8. For the above reasons, the board finds that the subject- matter of claim 1 has no support in the application as filed and, thus, offends against the provisions of Article 123(2) EPC. The request as a whole is therefore not allowable.
Auxiliary request
Claim 1 (Article 123(2) EPC)
9. Claim 1 of this request in comparison to claim 1 of the main request is limited to the use of IVM in the production of transgenic female bovine species capable of producing in their milk any desired polypeptide, this being achieved by expression of a gene heterologous to its promoter and under the control of expression regulation sequences derived from a gene which is expressed primarily in the mammary gland.
10. For the reasons given above in respect of claim 1 of the main request, the board considers that the content of the application as filed does not allow a generalisation of the specific teaching of the Examples 6 and 7, where a specific IVM protocol was used for producing fertilised bovine oocytes into which a transgene encoding hLF is microinjected, to a general use of IVM producing any polypeptide in the milk of transgenic female bovine species.
11. Thus, also claim 1 of this request is considered not to have support in the application as filed and, consequently, to offend against the provisions of Article 123(2) EPC. The request as a whole is therefore not allowable.

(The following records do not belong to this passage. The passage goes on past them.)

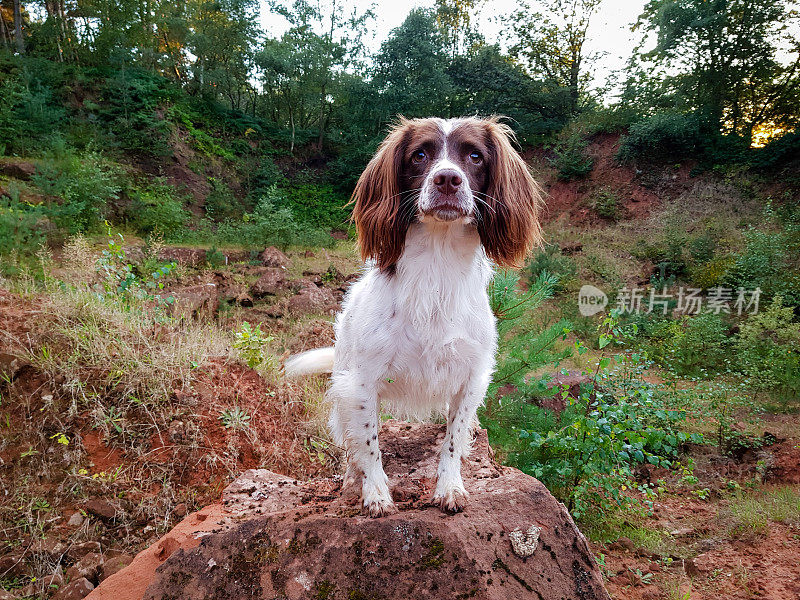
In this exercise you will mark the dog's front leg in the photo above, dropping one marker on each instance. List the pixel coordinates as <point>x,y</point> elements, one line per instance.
<point>450,493</point>
<point>355,422</point>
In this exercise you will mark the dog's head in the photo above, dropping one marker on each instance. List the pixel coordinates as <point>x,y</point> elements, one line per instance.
<point>448,171</point>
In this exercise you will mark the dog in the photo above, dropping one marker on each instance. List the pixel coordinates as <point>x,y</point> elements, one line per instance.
<point>439,205</point>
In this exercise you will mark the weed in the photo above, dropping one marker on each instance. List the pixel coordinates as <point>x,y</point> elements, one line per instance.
<point>235,418</point>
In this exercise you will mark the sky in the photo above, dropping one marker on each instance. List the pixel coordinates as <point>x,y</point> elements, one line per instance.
<point>609,32</point>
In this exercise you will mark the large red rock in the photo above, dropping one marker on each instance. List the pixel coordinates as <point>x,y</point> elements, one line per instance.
<point>274,537</point>
<point>311,300</point>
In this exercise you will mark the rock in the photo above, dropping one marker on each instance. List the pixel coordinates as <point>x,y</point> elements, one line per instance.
<point>12,565</point>
<point>114,565</point>
<point>50,547</point>
<point>10,366</point>
<point>623,543</point>
<point>75,520</point>
<point>89,567</point>
<point>74,590</point>
<point>312,299</point>
<point>78,551</point>
<point>195,302</point>
<point>272,257</point>
<point>275,537</point>
<point>191,257</point>
<point>101,508</point>
<point>269,284</point>
<point>18,169</point>
<point>572,381</point>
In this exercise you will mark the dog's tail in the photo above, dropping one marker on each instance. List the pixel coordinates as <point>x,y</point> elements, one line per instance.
<point>310,363</point>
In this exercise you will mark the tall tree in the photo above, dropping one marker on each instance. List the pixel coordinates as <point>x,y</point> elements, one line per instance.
<point>551,42</point>
<point>722,56</point>
<point>18,27</point>
<point>454,18</point>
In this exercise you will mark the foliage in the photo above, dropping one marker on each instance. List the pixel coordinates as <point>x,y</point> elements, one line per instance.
<point>251,345</point>
<point>606,204</point>
<point>570,156</point>
<point>235,418</point>
<point>21,227</point>
<point>551,261</point>
<point>156,207</point>
<point>83,184</point>
<point>661,137</point>
<point>699,346</point>
<point>270,224</point>
<point>768,349</point>
<point>587,454</point>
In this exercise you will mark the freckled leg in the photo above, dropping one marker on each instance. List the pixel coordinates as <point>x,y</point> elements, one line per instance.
<point>450,493</point>
<point>355,423</point>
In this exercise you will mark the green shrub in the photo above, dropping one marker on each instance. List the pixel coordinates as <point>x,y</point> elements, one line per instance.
<point>550,260</point>
<point>663,136</point>
<point>317,205</point>
<point>606,204</point>
<point>699,347</point>
<point>587,454</point>
<point>766,263</point>
<point>768,350</point>
<point>221,203</point>
<point>83,184</point>
<point>270,224</point>
<point>570,157</point>
<point>21,228</point>
<point>156,207</point>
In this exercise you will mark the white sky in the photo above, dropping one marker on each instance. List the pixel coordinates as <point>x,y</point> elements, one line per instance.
<point>609,31</point>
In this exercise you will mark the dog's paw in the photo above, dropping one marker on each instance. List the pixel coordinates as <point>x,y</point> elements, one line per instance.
<point>451,498</point>
<point>377,500</point>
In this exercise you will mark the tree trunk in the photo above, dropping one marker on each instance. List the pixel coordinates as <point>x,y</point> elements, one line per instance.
<point>18,26</point>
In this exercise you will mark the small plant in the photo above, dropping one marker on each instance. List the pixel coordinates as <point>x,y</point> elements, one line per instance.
<point>235,418</point>
<point>606,205</point>
<point>250,342</point>
<point>570,156</point>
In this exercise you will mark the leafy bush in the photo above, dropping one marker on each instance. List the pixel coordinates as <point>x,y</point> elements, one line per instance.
<point>765,263</point>
<point>270,225</point>
<point>571,159</point>
<point>606,204</point>
<point>699,346</point>
<point>221,203</point>
<point>84,184</point>
<point>318,205</point>
<point>587,454</point>
<point>663,136</point>
<point>155,207</point>
<point>550,260</point>
<point>768,350</point>
<point>21,228</point>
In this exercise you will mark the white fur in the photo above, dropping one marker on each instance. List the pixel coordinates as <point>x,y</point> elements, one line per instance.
<point>307,363</point>
<point>420,343</point>
<point>417,342</point>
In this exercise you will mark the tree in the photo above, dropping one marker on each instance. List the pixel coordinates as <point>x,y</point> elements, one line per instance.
<point>321,44</point>
<point>410,68</point>
<point>721,56</point>
<point>550,42</point>
<point>18,27</point>
<point>454,20</point>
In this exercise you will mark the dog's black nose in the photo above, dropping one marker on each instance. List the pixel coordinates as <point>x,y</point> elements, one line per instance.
<point>447,181</point>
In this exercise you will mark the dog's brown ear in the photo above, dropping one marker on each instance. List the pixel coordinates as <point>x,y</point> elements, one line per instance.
<point>381,218</point>
<point>509,225</point>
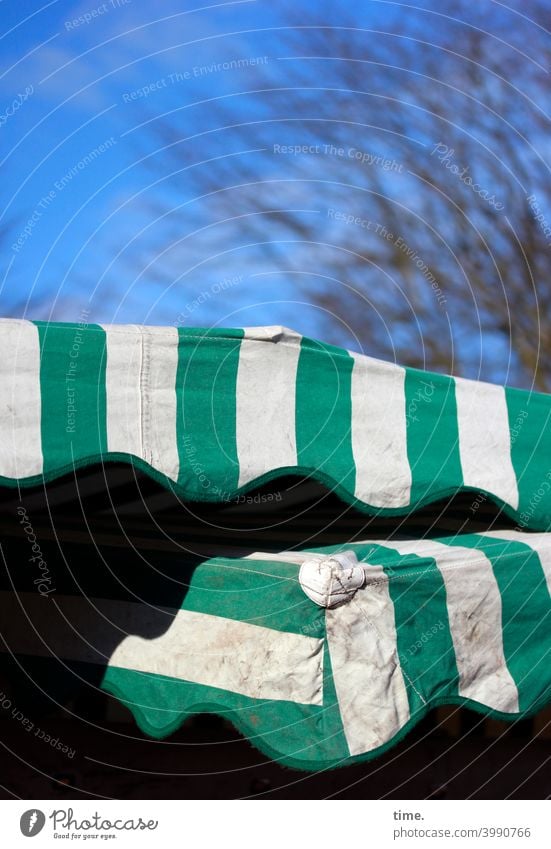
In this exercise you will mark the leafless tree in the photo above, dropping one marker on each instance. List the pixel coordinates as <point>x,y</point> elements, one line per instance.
<point>410,214</point>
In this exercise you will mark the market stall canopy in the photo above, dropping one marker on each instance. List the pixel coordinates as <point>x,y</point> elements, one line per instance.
<point>321,656</point>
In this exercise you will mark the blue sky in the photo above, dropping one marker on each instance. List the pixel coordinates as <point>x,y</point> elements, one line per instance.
<point>99,213</point>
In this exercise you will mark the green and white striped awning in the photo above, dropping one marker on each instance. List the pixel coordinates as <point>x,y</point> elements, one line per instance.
<point>461,619</point>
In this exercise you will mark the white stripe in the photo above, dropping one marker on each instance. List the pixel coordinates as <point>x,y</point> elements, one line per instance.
<point>370,686</point>
<point>258,662</point>
<point>20,403</point>
<point>485,440</point>
<point>122,386</point>
<point>295,557</point>
<point>159,399</point>
<point>141,394</point>
<point>379,433</point>
<point>540,543</point>
<point>473,602</point>
<point>265,405</point>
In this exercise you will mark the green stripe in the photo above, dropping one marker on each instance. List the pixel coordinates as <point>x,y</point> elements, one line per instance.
<point>526,615</point>
<point>324,411</point>
<point>433,440</point>
<point>530,427</point>
<point>285,731</point>
<point>265,593</point>
<point>72,384</point>
<point>206,406</point>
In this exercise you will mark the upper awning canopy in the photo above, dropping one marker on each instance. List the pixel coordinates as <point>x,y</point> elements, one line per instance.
<point>214,413</point>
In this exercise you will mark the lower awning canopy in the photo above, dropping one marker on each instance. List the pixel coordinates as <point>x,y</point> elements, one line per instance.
<point>321,657</point>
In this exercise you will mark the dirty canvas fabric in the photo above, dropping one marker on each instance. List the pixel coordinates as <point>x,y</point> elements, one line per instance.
<point>458,620</point>
<point>321,657</point>
<point>213,413</point>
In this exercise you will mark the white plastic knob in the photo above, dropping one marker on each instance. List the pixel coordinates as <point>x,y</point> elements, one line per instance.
<point>332,580</point>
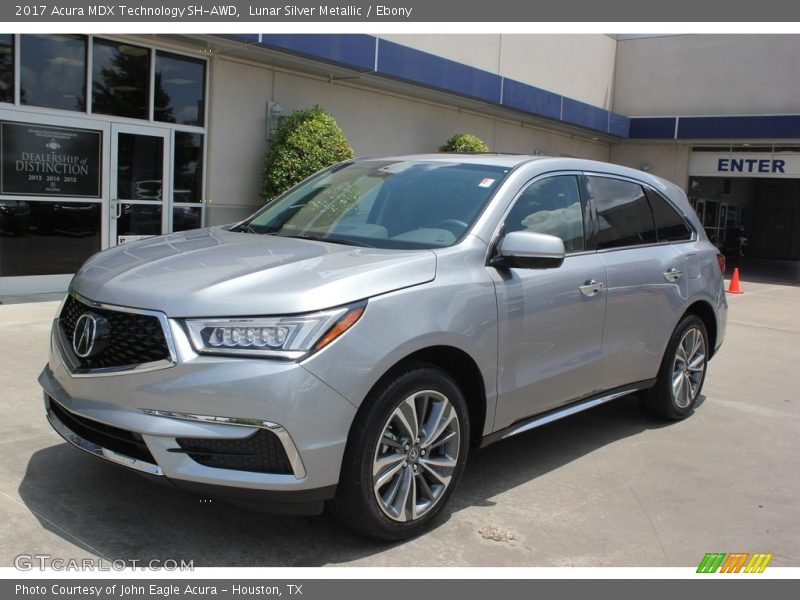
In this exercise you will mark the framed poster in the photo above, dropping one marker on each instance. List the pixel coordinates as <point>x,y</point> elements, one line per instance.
<point>45,160</point>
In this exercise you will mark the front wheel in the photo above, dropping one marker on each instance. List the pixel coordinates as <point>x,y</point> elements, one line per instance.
<point>682,372</point>
<point>406,453</point>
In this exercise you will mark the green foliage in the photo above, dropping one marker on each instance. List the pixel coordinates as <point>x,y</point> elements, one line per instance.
<point>464,142</point>
<point>304,142</point>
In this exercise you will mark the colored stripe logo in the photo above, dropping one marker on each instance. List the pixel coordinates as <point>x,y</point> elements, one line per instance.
<point>737,562</point>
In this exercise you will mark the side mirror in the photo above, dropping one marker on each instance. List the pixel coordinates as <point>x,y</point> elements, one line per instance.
<point>528,250</point>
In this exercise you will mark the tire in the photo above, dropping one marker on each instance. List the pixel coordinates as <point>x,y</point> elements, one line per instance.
<point>397,474</point>
<point>682,373</point>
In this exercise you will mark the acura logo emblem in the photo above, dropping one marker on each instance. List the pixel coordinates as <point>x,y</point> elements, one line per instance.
<point>90,335</point>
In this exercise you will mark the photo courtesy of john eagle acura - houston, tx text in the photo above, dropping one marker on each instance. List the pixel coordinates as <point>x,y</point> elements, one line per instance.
<point>351,342</point>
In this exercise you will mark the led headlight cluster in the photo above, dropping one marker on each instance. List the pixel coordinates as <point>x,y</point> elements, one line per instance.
<point>283,337</point>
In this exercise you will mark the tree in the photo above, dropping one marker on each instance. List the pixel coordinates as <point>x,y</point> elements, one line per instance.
<point>464,142</point>
<point>305,142</point>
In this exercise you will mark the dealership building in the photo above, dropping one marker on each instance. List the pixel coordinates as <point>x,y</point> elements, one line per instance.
<point>109,138</point>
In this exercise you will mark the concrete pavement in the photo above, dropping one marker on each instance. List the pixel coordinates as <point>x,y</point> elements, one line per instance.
<point>606,487</point>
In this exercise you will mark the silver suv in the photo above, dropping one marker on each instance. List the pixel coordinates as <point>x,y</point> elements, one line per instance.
<point>352,341</point>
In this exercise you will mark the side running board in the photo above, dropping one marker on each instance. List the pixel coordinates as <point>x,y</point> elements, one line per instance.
<point>565,411</point>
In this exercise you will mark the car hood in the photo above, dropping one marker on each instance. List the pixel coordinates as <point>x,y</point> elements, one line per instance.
<point>215,272</point>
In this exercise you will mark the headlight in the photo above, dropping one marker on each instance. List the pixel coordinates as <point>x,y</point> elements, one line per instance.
<point>279,337</point>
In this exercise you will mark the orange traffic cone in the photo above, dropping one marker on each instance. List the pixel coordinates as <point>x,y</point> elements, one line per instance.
<point>733,287</point>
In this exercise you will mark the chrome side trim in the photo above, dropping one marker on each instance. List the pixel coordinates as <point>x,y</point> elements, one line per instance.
<point>92,448</point>
<point>126,370</point>
<point>286,440</point>
<point>566,411</point>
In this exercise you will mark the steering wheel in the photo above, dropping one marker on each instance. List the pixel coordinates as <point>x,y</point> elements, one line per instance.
<point>454,226</point>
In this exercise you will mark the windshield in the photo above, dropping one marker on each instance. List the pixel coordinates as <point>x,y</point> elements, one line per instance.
<point>383,204</point>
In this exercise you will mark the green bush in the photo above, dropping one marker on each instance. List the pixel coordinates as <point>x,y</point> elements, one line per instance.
<point>464,142</point>
<point>304,142</point>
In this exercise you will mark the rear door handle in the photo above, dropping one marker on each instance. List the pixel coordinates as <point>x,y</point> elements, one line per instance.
<point>592,287</point>
<point>672,274</point>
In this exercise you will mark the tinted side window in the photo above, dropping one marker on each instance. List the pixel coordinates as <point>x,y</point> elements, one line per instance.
<point>551,206</point>
<point>623,214</point>
<point>670,226</point>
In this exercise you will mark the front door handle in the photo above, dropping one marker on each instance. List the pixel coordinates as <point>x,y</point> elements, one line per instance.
<point>672,274</point>
<point>592,287</point>
<point>116,209</point>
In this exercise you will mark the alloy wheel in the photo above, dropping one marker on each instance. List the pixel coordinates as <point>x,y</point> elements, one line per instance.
<point>688,367</point>
<point>416,456</point>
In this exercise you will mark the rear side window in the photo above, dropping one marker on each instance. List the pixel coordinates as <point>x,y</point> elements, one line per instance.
<point>551,206</point>
<point>670,226</point>
<point>623,213</point>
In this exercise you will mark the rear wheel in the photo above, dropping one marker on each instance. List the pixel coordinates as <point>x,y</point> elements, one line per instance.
<point>405,456</point>
<point>682,372</point>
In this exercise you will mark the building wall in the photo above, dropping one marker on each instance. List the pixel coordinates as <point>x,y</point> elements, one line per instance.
<point>708,75</point>
<point>670,161</point>
<point>374,122</point>
<point>578,66</point>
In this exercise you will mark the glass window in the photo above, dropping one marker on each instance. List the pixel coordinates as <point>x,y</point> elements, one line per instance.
<point>670,226</point>
<point>6,67</point>
<point>551,206</point>
<point>47,238</point>
<point>53,71</point>
<point>139,219</point>
<point>383,204</point>
<point>140,167</point>
<point>180,89</point>
<point>188,170</point>
<point>120,79</point>
<point>186,217</point>
<point>623,213</point>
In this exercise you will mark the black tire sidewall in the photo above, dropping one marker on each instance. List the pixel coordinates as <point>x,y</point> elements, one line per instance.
<point>363,443</point>
<point>665,376</point>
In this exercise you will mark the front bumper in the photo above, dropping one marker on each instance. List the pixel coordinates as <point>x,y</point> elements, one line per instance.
<point>216,401</point>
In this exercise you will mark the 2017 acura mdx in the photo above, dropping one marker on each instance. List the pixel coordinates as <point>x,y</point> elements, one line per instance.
<point>354,339</point>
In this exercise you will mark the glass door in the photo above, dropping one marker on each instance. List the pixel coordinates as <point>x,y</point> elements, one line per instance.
<point>141,189</point>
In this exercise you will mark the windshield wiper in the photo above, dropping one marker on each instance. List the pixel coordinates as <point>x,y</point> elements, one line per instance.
<point>247,228</point>
<point>331,239</point>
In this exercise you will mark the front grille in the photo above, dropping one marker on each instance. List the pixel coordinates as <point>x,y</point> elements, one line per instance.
<point>261,452</point>
<point>133,339</point>
<point>122,441</point>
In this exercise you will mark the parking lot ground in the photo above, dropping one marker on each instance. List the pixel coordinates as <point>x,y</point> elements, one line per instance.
<point>609,487</point>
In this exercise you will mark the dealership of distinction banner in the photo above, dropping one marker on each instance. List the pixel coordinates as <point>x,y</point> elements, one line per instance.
<point>42,160</point>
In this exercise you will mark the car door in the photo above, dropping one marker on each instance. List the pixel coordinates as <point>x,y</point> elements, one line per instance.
<point>550,321</point>
<point>646,279</point>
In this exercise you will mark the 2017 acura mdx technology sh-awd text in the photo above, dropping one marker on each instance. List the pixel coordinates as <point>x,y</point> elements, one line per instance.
<point>352,341</point>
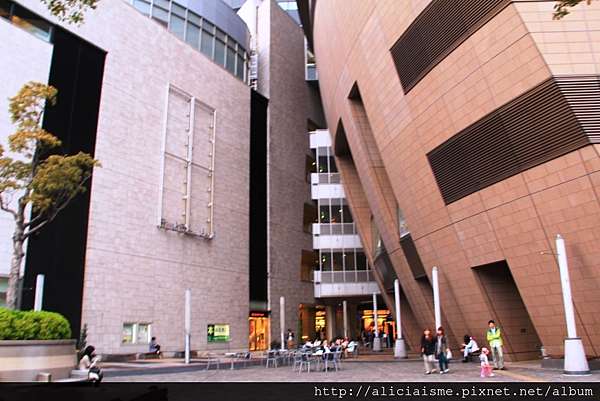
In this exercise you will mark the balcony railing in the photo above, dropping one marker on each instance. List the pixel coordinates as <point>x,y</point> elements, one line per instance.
<point>329,178</point>
<point>351,276</point>
<point>336,229</point>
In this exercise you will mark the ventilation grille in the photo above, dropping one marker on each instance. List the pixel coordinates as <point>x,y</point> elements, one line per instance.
<point>436,32</point>
<point>558,116</point>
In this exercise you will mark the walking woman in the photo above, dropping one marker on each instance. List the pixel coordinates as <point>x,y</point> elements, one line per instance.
<point>441,350</point>
<point>427,350</point>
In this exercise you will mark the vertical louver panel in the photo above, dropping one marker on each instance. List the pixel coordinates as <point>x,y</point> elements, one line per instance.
<point>436,32</point>
<point>558,116</point>
<point>412,257</point>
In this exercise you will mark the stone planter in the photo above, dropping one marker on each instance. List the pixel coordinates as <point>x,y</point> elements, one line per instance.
<point>23,360</point>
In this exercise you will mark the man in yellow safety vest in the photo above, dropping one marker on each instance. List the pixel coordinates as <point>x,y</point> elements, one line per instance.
<point>494,337</point>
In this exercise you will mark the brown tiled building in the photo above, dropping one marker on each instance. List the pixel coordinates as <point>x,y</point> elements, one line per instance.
<point>467,137</point>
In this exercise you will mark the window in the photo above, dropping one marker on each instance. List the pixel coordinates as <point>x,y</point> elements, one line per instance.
<point>402,226</point>
<point>192,35</point>
<point>160,15</point>
<point>361,261</point>
<point>142,6</point>
<point>186,203</point>
<point>177,26</point>
<point>3,290</point>
<point>324,215</point>
<point>31,23</point>
<point>338,261</point>
<point>230,60</point>
<point>206,45</point>
<point>136,333</point>
<point>198,32</point>
<point>241,66</point>
<point>346,215</point>
<point>219,52</point>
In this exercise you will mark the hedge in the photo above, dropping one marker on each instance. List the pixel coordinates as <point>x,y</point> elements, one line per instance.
<point>32,325</point>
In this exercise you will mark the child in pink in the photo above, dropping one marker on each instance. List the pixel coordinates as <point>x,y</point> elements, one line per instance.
<point>486,368</point>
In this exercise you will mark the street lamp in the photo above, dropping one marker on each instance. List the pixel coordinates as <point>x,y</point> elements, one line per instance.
<point>575,360</point>
<point>400,345</point>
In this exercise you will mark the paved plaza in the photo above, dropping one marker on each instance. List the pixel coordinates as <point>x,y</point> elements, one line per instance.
<point>364,371</point>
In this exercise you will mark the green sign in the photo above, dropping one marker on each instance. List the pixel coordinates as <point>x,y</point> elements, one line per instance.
<point>217,333</point>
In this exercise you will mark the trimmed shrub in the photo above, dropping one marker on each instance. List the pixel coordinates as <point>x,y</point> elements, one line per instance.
<point>31,325</point>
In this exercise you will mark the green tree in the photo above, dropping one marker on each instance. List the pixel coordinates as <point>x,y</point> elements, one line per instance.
<point>36,184</point>
<point>562,7</point>
<point>71,11</point>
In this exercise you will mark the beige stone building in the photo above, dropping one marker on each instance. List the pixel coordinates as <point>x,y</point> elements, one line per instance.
<point>467,139</point>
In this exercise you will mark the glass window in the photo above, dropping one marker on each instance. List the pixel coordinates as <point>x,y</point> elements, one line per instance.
<point>332,166</point>
<point>160,15</point>
<point>142,6</point>
<point>324,214</point>
<point>219,52</point>
<point>361,261</point>
<point>207,43</point>
<point>317,265</point>
<point>31,23</point>
<point>208,27</point>
<point>336,213</point>
<point>349,259</point>
<point>230,60</point>
<point>347,215</point>
<point>194,18</point>
<point>192,35</point>
<point>177,26</point>
<point>402,226</point>
<point>143,333</point>
<point>240,70</point>
<point>177,10</point>
<point>323,168</point>
<point>127,333</point>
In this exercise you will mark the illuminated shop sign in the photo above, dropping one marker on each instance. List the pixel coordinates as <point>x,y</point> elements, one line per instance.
<point>217,333</point>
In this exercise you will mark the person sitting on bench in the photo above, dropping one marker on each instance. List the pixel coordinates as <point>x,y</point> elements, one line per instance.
<point>469,347</point>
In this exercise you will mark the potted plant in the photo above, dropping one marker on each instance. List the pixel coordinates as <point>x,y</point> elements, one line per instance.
<point>34,342</point>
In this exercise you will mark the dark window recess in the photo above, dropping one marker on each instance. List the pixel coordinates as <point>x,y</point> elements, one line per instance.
<point>440,28</point>
<point>384,267</point>
<point>412,257</point>
<point>558,116</point>
<point>258,198</point>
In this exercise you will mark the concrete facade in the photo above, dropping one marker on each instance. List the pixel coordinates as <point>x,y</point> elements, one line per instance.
<point>136,272</point>
<point>390,133</point>
<point>29,61</point>
<point>292,103</point>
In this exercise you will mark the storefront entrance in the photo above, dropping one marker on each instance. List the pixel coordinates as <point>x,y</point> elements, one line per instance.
<point>258,339</point>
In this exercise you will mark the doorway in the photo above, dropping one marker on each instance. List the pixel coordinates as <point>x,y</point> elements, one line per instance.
<point>521,341</point>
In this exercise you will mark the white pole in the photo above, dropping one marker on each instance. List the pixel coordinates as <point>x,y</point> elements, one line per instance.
<point>436,297</point>
<point>39,292</point>
<point>400,346</point>
<point>376,339</point>
<point>345,307</point>
<point>575,360</point>
<point>188,323</point>
<point>282,322</point>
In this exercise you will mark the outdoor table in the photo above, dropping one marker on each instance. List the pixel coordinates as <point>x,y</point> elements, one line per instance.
<point>233,356</point>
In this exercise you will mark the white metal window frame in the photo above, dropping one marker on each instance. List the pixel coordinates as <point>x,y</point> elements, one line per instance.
<point>134,333</point>
<point>189,164</point>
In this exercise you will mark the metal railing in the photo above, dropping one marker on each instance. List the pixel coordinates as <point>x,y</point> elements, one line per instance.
<point>350,276</point>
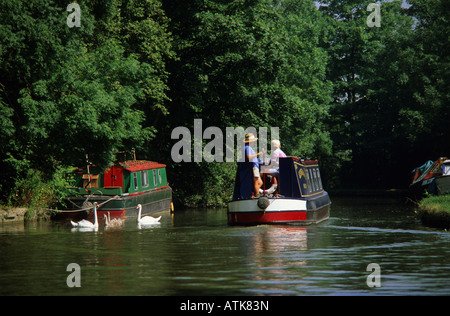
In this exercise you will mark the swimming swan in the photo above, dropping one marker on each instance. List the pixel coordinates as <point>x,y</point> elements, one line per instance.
<point>87,224</point>
<point>146,220</point>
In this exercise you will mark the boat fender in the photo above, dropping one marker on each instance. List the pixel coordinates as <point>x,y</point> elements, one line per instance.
<point>263,202</point>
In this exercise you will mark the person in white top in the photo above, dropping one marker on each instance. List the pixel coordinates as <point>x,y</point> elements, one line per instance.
<point>276,154</point>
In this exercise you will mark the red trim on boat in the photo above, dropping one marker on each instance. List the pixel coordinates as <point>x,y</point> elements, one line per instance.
<point>139,193</point>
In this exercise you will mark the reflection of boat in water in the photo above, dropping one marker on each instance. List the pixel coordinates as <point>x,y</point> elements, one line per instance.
<point>118,190</point>
<point>433,177</point>
<point>300,197</point>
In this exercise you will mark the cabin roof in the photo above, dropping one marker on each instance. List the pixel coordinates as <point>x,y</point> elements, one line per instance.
<point>137,165</point>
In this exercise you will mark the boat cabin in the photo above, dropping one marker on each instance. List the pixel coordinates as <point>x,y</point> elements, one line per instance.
<point>126,178</point>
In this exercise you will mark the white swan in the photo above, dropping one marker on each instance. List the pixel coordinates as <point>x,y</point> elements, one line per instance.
<point>114,223</point>
<point>87,224</point>
<point>146,220</point>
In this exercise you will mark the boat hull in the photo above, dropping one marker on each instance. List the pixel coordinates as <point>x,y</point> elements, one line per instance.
<point>280,211</point>
<point>118,207</point>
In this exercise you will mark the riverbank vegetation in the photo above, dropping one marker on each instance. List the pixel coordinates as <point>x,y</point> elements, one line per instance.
<point>435,211</point>
<point>369,102</point>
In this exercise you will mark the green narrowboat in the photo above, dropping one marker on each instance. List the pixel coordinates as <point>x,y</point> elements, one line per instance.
<point>118,190</point>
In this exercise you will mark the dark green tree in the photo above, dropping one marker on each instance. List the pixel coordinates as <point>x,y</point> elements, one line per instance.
<point>66,92</point>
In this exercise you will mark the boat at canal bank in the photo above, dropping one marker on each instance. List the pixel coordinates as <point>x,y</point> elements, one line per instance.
<point>118,190</point>
<point>432,177</point>
<point>294,195</point>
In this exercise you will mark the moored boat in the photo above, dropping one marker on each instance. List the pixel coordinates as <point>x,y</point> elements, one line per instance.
<point>118,190</point>
<point>295,197</point>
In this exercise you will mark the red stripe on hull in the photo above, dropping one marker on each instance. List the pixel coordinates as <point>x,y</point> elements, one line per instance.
<point>265,217</point>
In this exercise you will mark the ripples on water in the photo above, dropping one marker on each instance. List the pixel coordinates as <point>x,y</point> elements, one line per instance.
<point>195,252</point>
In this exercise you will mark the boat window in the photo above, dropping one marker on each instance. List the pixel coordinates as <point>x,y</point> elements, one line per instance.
<point>144,178</point>
<point>308,181</point>
<point>313,175</point>
<point>135,180</point>
<point>154,177</point>
<point>320,179</point>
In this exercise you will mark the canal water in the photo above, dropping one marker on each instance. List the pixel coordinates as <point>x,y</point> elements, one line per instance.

Reimbursement of the appeal fee (Rule 67 EPC)
12. In its submissions the appellant requested a refund of the appeal fee consequent upon omissions in the written decision being viewed as a substantial abuse justifying a refund. According to Rule 67 EPC a reimbursement may only be ordered in the event that the Board of Appeal deems an appeal to be allowable. This is not the case. Thus the request for reimbursement is refused. The board would add that the alleged omissions were not relevant to the reasoning of the opposition division in revoking the patent, so that there was no non- compliance with Rule 68 EPC or any other substantial procedural violation.
ORDER
For these reasons it is decided that:
1. The appeal is dismissed.
2. The request for reimbursement of the appeal fee is refused.